Regulations were approved by Toronto Council in January 2018, then appealed to the Local Planning Appeals Tribunal (LPAT). A final ruling in support of the City’s regulations was made in August 2019.
Toronto’s short-term rental regulations
- Short-term rentals, less than 28 consecutive days, permitted in the principal residence of an owner or tenant. Only one principal residence is allowed for each owner or tenant. A principal residence is where you reside and the address used for bills, identification, taxes or insurance.
- For a principal residence, up to three bedrooms can be rented for an unlimited number of nights or the entire home for a maximum of 180 nights per year.
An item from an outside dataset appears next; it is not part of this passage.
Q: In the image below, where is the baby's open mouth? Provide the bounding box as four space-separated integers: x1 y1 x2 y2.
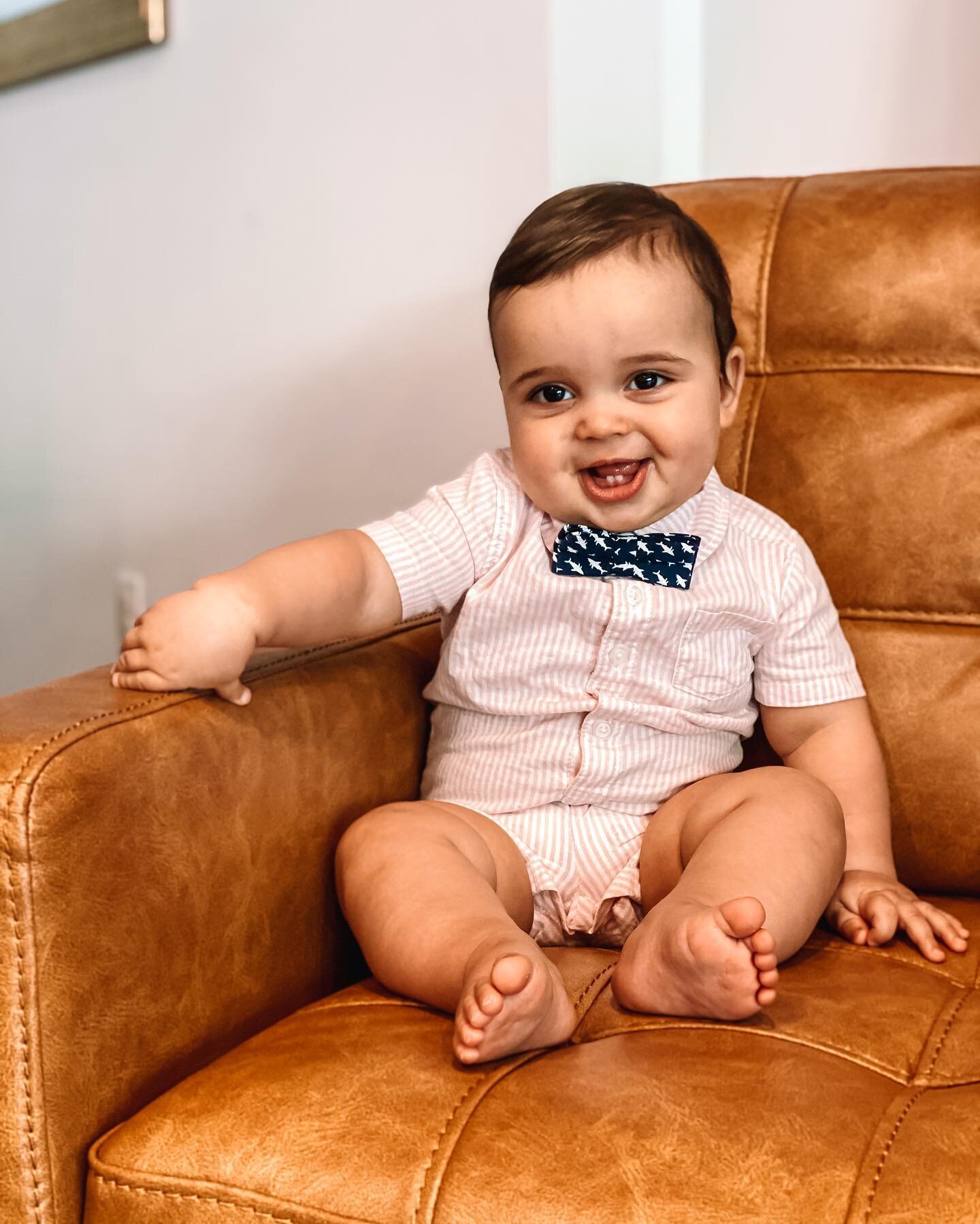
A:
582 459 649 486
- Individuals offering short-term rentals are required to sign up with the City of Toronto’s short-term rental registry as of September 10, 2020. There is an annual fee of $50. Each registered property will receive a registration number that must appear on short-term rental ads for the property. The City will not grant a license to properties in a building where short-term rentals are prohibited.
- The short-term rental registry will include name, address, emergency contact, building type and other information pertaining to the short-term rental property. There is a requirement to update the registry with the number of nights per year the unit is rented for short-term stays.
- Short-term rental platforms such as Airbnb, Booking.com and Expedia will require a license from the City of Toronto. There is an annual fee of $5,000 plus a $1 fee per night booked on that platform.
- A 4 percent Municipal Accommodation Tax (”MAT”), payable quarterly starting January 1, 2021, to be collected by operators and remitted to the City.
Violators can be convicted of an offence and fined up to up to $10,000/day for each day the offence continues to a maximum of $100,000.